I'd like to do the same thing with Android devices such as my Beelinks and tablet - in fact it's 10 times more important to me to be able to do that, because of reports Google's App store has bad apps that are artificially rated higher and have sneaky tendencies.
So in many cases I've gotten my few android apps offline other places and would like to know if they connect somewhere evil.

My main motivation is the Beelink X2s. You have to change resolution for every HDMI destination change so it's likely I'll be booting into Android many instances - and I'd like to control what gets let out, and even see if the Android firewall really works.

Another possibility is to run the SOCs into a Windows or Mac NIC and see if Net Limiter will identify problems apps that I can remove or block with my router. I have my doubts that's doable. Sounds good though.

I know about Snort, but that's too complicated for now. Too easy to screw up.

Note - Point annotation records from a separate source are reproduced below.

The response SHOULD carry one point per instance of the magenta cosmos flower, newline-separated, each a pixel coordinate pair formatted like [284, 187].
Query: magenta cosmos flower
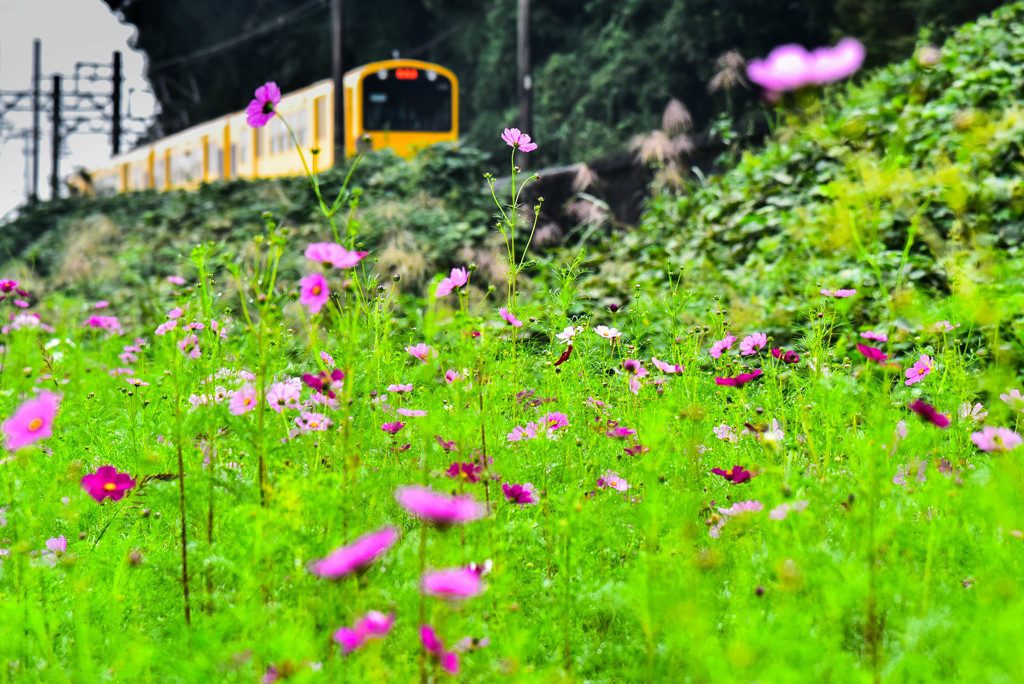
[929, 413]
[922, 368]
[993, 439]
[455, 584]
[449, 659]
[736, 476]
[753, 343]
[262, 109]
[792, 67]
[356, 556]
[374, 625]
[515, 138]
[458, 279]
[439, 509]
[107, 482]
[509, 317]
[313, 292]
[520, 494]
[32, 421]
[739, 380]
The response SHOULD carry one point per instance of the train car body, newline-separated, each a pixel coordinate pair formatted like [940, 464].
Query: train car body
[402, 104]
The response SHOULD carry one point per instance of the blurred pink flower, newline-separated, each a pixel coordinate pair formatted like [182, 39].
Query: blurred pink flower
[993, 439]
[721, 345]
[261, 110]
[374, 625]
[32, 421]
[356, 556]
[517, 139]
[510, 317]
[753, 343]
[922, 368]
[458, 279]
[437, 508]
[454, 584]
[449, 659]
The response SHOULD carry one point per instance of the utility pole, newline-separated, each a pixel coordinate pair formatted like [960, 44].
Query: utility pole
[525, 87]
[55, 167]
[338, 74]
[37, 68]
[116, 101]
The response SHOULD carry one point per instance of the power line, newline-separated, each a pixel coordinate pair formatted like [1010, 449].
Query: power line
[265, 28]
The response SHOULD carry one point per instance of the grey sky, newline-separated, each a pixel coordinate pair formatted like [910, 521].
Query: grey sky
[71, 31]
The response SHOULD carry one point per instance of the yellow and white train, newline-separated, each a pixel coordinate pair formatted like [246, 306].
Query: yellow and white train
[402, 104]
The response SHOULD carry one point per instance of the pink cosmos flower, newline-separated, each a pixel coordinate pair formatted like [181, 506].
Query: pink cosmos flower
[458, 279]
[356, 556]
[739, 380]
[520, 494]
[313, 292]
[453, 584]
[612, 480]
[993, 439]
[412, 413]
[446, 445]
[737, 475]
[107, 482]
[839, 294]
[792, 68]
[439, 509]
[517, 139]
[325, 383]
[919, 371]
[261, 110]
[753, 343]
[243, 400]
[283, 395]
[32, 421]
[392, 428]
[421, 351]
[374, 625]
[667, 368]
[871, 352]
[782, 510]
[509, 317]
[334, 254]
[189, 346]
[928, 413]
[467, 471]
[785, 356]
[568, 334]
[448, 659]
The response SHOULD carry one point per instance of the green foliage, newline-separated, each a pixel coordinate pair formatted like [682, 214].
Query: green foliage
[897, 187]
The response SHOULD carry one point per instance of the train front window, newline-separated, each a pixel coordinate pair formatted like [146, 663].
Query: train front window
[407, 99]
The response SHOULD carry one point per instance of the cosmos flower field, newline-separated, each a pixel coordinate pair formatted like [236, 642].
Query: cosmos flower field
[504, 492]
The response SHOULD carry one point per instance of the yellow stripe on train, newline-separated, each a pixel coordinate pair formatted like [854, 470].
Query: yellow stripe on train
[402, 104]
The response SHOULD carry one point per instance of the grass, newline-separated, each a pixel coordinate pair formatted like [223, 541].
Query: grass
[910, 538]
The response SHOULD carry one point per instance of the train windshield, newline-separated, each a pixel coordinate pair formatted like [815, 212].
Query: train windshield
[407, 99]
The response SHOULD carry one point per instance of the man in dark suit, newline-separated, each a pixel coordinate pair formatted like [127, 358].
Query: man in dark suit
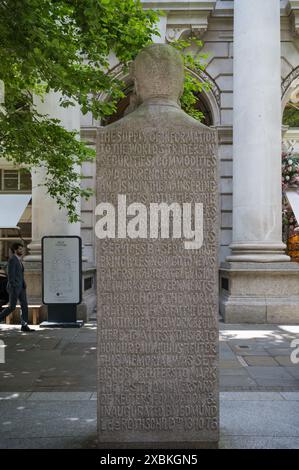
[16, 286]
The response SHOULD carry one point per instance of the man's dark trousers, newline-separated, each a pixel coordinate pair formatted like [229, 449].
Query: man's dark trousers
[16, 288]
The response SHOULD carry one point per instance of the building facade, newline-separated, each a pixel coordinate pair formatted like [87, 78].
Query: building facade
[253, 69]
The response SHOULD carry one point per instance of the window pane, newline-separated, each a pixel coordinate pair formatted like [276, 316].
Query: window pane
[10, 180]
[25, 180]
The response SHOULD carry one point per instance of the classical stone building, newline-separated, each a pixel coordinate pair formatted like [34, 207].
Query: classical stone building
[253, 68]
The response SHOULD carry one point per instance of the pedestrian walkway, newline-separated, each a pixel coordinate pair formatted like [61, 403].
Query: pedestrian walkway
[48, 387]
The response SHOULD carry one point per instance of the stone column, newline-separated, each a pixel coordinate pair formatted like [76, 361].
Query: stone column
[47, 218]
[257, 283]
[257, 221]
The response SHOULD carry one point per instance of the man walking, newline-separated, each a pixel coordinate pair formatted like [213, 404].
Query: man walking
[16, 286]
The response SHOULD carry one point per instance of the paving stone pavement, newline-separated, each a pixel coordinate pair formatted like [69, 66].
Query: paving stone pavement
[48, 387]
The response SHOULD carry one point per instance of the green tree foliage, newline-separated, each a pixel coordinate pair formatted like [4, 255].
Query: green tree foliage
[62, 45]
[291, 116]
[194, 64]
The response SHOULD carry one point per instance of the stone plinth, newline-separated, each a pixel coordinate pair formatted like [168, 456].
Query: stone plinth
[259, 292]
[157, 300]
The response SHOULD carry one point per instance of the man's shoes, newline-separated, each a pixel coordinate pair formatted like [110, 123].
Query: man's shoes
[26, 328]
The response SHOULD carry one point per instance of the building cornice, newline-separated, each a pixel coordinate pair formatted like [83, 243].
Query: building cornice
[179, 5]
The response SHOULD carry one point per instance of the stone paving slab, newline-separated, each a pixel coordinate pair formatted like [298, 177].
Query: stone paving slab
[252, 357]
[247, 420]
[265, 418]
[260, 361]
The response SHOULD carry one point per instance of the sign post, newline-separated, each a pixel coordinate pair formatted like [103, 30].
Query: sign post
[62, 279]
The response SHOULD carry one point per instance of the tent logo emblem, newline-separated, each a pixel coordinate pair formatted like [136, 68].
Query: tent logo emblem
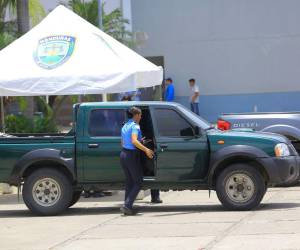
[53, 51]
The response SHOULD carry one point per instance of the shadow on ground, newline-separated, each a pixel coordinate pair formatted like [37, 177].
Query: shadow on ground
[79, 211]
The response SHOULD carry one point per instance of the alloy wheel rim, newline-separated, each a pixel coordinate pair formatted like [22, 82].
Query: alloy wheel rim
[239, 188]
[46, 192]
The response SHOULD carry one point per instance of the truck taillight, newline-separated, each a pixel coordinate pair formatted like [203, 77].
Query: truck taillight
[223, 125]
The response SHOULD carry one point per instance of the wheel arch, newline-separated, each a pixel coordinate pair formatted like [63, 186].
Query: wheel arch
[236, 154]
[50, 158]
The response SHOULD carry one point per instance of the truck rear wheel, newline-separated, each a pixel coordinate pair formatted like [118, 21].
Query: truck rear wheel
[240, 187]
[47, 192]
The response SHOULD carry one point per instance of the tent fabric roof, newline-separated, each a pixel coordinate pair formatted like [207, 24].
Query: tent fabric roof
[66, 55]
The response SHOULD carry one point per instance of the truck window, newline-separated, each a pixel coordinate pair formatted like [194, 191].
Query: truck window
[106, 122]
[171, 124]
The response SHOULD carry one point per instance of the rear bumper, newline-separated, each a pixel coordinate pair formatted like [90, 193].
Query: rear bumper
[282, 169]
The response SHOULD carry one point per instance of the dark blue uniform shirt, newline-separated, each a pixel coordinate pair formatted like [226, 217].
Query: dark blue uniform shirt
[130, 127]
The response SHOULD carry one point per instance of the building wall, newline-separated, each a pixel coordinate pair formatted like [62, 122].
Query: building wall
[244, 54]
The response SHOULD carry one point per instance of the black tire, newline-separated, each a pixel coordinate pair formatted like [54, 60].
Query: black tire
[76, 196]
[47, 192]
[240, 187]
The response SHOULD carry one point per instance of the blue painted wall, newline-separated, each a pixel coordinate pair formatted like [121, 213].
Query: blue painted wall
[211, 106]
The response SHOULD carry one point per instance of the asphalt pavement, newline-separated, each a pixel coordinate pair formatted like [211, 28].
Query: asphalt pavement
[186, 220]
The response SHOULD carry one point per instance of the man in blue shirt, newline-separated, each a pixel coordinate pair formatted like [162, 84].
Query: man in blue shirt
[169, 91]
[130, 158]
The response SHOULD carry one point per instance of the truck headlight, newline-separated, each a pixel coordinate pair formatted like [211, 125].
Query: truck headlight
[281, 149]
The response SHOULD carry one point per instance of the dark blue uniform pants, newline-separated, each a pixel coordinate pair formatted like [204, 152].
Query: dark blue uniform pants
[195, 108]
[131, 164]
[155, 194]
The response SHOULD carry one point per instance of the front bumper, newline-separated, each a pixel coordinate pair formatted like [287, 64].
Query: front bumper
[281, 169]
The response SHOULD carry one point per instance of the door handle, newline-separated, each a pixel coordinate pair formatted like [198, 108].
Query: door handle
[163, 146]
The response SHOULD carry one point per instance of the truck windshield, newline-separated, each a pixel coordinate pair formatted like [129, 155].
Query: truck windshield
[197, 119]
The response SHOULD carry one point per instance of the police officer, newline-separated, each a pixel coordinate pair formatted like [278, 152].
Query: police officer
[130, 158]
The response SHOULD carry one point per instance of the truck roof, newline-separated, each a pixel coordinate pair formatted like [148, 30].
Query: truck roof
[128, 104]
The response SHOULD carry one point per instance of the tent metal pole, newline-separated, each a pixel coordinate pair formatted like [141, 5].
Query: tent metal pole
[100, 14]
[2, 115]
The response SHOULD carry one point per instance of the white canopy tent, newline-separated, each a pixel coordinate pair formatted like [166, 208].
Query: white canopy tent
[66, 55]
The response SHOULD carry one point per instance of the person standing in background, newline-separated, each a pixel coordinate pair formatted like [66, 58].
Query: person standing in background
[194, 98]
[170, 90]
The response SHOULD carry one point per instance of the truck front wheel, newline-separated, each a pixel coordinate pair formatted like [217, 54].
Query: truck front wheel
[240, 187]
[47, 192]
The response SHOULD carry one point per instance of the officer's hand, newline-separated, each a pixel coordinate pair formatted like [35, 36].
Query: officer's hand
[149, 153]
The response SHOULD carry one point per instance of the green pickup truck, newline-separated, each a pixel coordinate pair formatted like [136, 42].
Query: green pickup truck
[190, 154]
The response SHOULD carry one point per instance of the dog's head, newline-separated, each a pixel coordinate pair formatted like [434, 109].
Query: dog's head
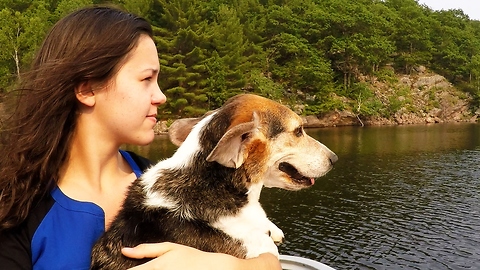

Below (attached) is a screenshot of Net Limiter. When an app phones home it gets listed, and from there you can tell your firewall how to manage it.

-= Cloud 9 =-

Edited 1 time(s). Last edit at 01/19/2017 11:26PM by JoeyPogoPlugE02.
open | download - NetLimiter.jpg (100.1 KB)
Re: What's an easy way to intercept unwanted connection attempts?
February 01, 2017 02:27PM
If the application doesn't use unique TCP/UDP ports, then it gets tricky.

You can use iptables with the owner match extension. This is useful if the application runs under a separate account, which is often the case, but not always.

You can also try using apparmor, which I usually just uninstall because I find it to be a pain on my systems. This would let you block and probably log application network activity.

Edited 1 time(s). Last edit at 02/01/2017 02:32PM by GeekSmith.